Interactive multiple binding of oleic acid, warfarin and ibuprofen with human serum albumin revealed by thermal and fluorescence studies.

Human serum albumin binds a wide variety of drugs with different structure and affinity to two main binding sites, drug site 1 (DS1) and drug site 2 (DS2), which partially or totally overlap with fatty acid (FA) sites. Although multiple binding sites are available for endogenous compounds, FAs are the primary physiological ligands of albumin and their competition in the occupancy of DS1 and DS2 affects the binding of exogenous molecules, with a possible impact on drug delivery. In this work, we have investigated the simultaneous binding of oleic acid, warfarin and ibuprofen to albumin using differential scanning calorimetry and fluorescence to evaluate the impact on the conformational stability of the protein. The two drugs are widely used for their anticoagulant (warfarin) and anti-inflammatory (ibuprofen) properties, and can be also considered as site markers to probe DS1 and DS2, respectively. Oleic acid is one of the most important fatty acids from a physiological point of view for its role as a source of energy for cells, and also it binds albumin with the highest association constant.
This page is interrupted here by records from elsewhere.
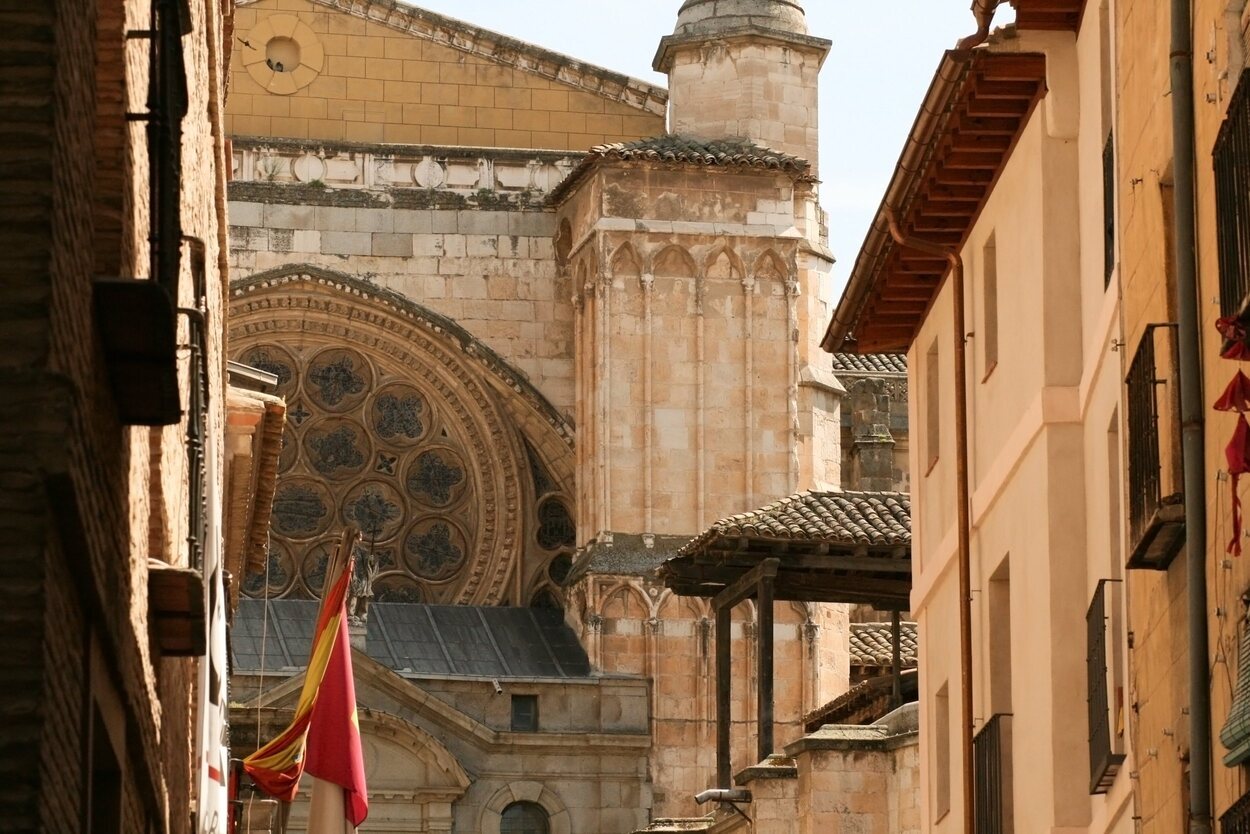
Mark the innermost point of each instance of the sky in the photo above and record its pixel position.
(883, 59)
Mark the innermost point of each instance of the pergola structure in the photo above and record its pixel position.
(811, 547)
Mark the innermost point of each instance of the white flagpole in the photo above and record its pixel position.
(326, 809)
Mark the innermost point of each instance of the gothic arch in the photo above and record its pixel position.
(418, 743)
(400, 423)
(625, 590)
(625, 261)
(769, 265)
(525, 792)
(723, 250)
(674, 261)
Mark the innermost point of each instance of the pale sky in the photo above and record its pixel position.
(881, 63)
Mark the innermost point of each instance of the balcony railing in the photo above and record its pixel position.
(1105, 759)
(1156, 517)
(1236, 819)
(991, 764)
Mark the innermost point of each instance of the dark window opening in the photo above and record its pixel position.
(524, 818)
(1231, 159)
(525, 713)
(555, 525)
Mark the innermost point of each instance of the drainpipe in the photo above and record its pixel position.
(961, 499)
(1193, 454)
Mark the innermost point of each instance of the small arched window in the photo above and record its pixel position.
(524, 818)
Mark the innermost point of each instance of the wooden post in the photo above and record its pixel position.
(896, 648)
(724, 775)
(764, 635)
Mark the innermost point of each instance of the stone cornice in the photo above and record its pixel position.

When complexed with oleic acid the calorimetric profile of albumin shows a biphasic trend whose line shape depends on the ligand concentration. The binding capacity of either warfarin or ibuprofen to albumin is modulated by oleate molecules in a concentration-dependent mode being synergic cooperative (warfarin) or competitive-like (ibuprofen). The overall results provide insights on the dynamics of albumin/ligands complex, which in turn may have important pharmacokinetic and pharmacodynamic implications.